SC justice questions JBC exclusion of Jardeleza

Posted at 07/17/14 4:24 AM

MANILA, Philippines - A magistrate of the Supreme Court has raised questions over the disqualification of Solicitor General Francis Jardeleza for the lone vacancy in the high court following objections raised by Chief Justice Ma. Lourdes Sereno in the Judicial and Bar Council (JBC).

Associate Justice Arturo Brion expressed reservations on the JBC’s application in Jardeleza’s case of the rule that requires unanimous votes from the seven-member council when a nominee’s integrity is questioned.

Brion disagreed with the majority ruling of the justices to dismiss the plea of Jardeleza for being moot and academic since the JBC already submitted the shortlist to the Palace earlier this month.

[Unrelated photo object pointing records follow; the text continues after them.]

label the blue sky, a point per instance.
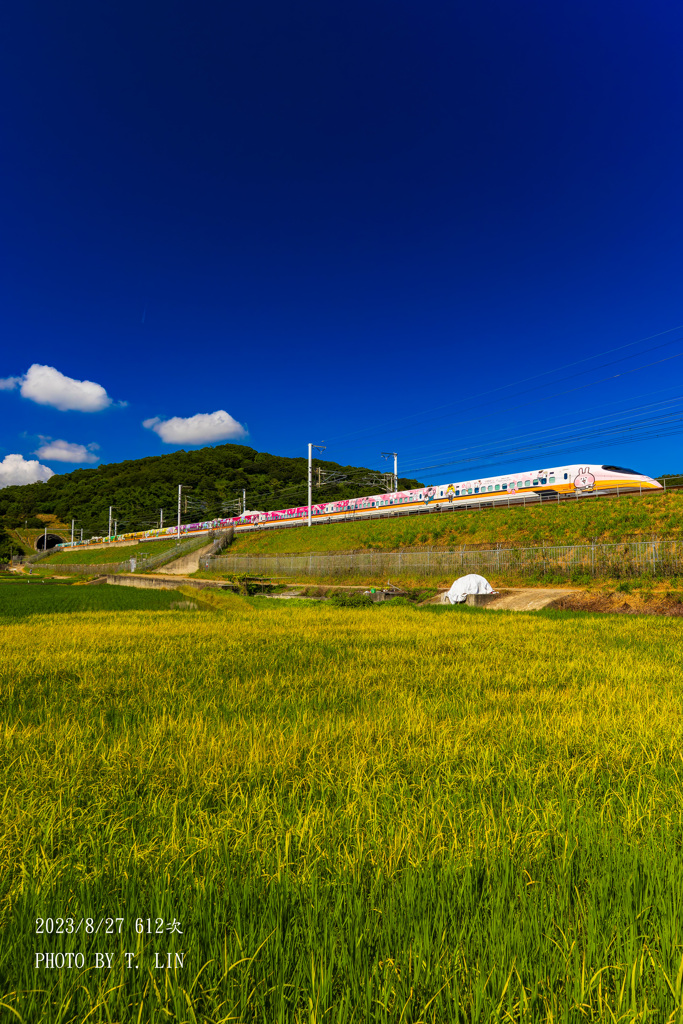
(451, 230)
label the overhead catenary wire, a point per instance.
(482, 394)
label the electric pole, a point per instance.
(387, 455)
(179, 505)
(317, 448)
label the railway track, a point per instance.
(525, 501)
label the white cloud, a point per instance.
(48, 387)
(200, 429)
(16, 469)
(59, 451)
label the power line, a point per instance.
(524, 380)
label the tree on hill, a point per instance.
(213, 480)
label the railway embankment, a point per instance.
(605, 519)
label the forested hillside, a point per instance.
(213, 480)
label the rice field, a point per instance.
(35, 598)
(288, 812)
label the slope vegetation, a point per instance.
(214, 479)
(606, 519)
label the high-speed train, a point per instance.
(512, 488)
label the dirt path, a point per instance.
(528, 598)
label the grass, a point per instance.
(606, 519)
(18, 600)
(379, 814)
(111, 553)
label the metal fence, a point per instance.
(626, 559)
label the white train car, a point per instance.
(506, 489)
(510, 488)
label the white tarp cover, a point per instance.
(471, 584)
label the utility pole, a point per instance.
(387, 455)
(179, 504)
(317, 448)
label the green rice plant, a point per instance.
(37, 598)
(396, 816)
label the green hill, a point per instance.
(213, 480)
(606, 519)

Instead of outright dismissal, Brion wanted the high court to give Jardeleza and Sereno five days each to file their respective comments before the justice would rule on the plea.

In his dissenting opinion, he said the council where Chief Justice Sereno – who raised the integrity question against Jardeleza – sits as ex-officio chair erred in disqualifying the solicitor general.

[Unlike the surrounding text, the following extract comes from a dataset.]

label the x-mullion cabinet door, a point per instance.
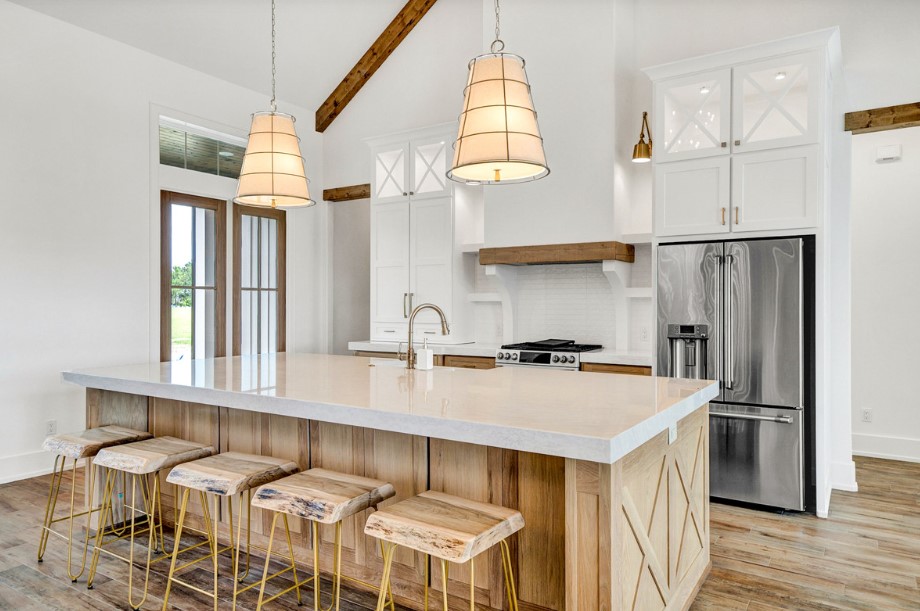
(775, 103)
(692, 116)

“If an objection comes from a council member and the objector’s positive vote is still required, then the rule is reduced to absurdity as it would mean that any member, by herself or himself, can already disqualify an applicant based on his or her objection. Is this intention of Rule 10, Section 2?” he pointed out.

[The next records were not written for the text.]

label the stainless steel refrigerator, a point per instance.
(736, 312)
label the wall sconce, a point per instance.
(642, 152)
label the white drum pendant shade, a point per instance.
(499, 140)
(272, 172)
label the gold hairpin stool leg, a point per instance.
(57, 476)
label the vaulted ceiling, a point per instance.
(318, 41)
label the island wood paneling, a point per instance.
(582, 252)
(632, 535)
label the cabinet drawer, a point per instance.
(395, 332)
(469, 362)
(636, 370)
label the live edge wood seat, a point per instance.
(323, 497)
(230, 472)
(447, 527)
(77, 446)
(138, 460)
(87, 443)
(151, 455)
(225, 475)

Brion believed that the present administrative matter could not be rendered moot especially since it involves the court’s supervisory power over the JBC.

“Although the court’s supervisory powers do not allow us to intervene in the council’s authority to discharge its principal function... the court can supervise by ensuring the legality and correctness of [the council’s] exercise of their power as to means and manner, and interpreting for them the constitutional provisions, law and regulations affecting the means and manner of the exercise of their power as the Supreme Court is the final authority on the interpretation of these instruments,” he explained.

Brion pointed out that there was an allegation of grave abuse of discretion, which the high court should resolve.

Lastly, he said the portion of the decision penned by Associate Justice Marvic Leonen that the dismissal of the petition was without prejudice to any remedy that Jardeleza may still wish to pursue is “merely a consuelo de bobo.”

Jardeleza, one of 13 nominees for the post left vacant by the retirement of Associate Justice Roberto Abad last May 22, accused the SC chief of violating the rules by objecting to his nomination for supposed question of integrity even in the absence of formal opposition from any aggrieved party.

Jardeleza said he was informed that Sereno raised before the JBC questions on his integrity twice “without informing me of the nature and cause of the accusations against me and without giving me an opportunity to be heard.”

He then sought relief from the high court over alleged violation of his constitutional right to due process.

Apart from disallowing Sereno from sitting in the JBC voting, Jardeleza also urged the high tribunal to order the council to inform him in writing – in at least a five-day written notice – of the sworn specifications of the charges against him.

He also begged to be allowed to cross-examine his critic and supporting witnesses in public.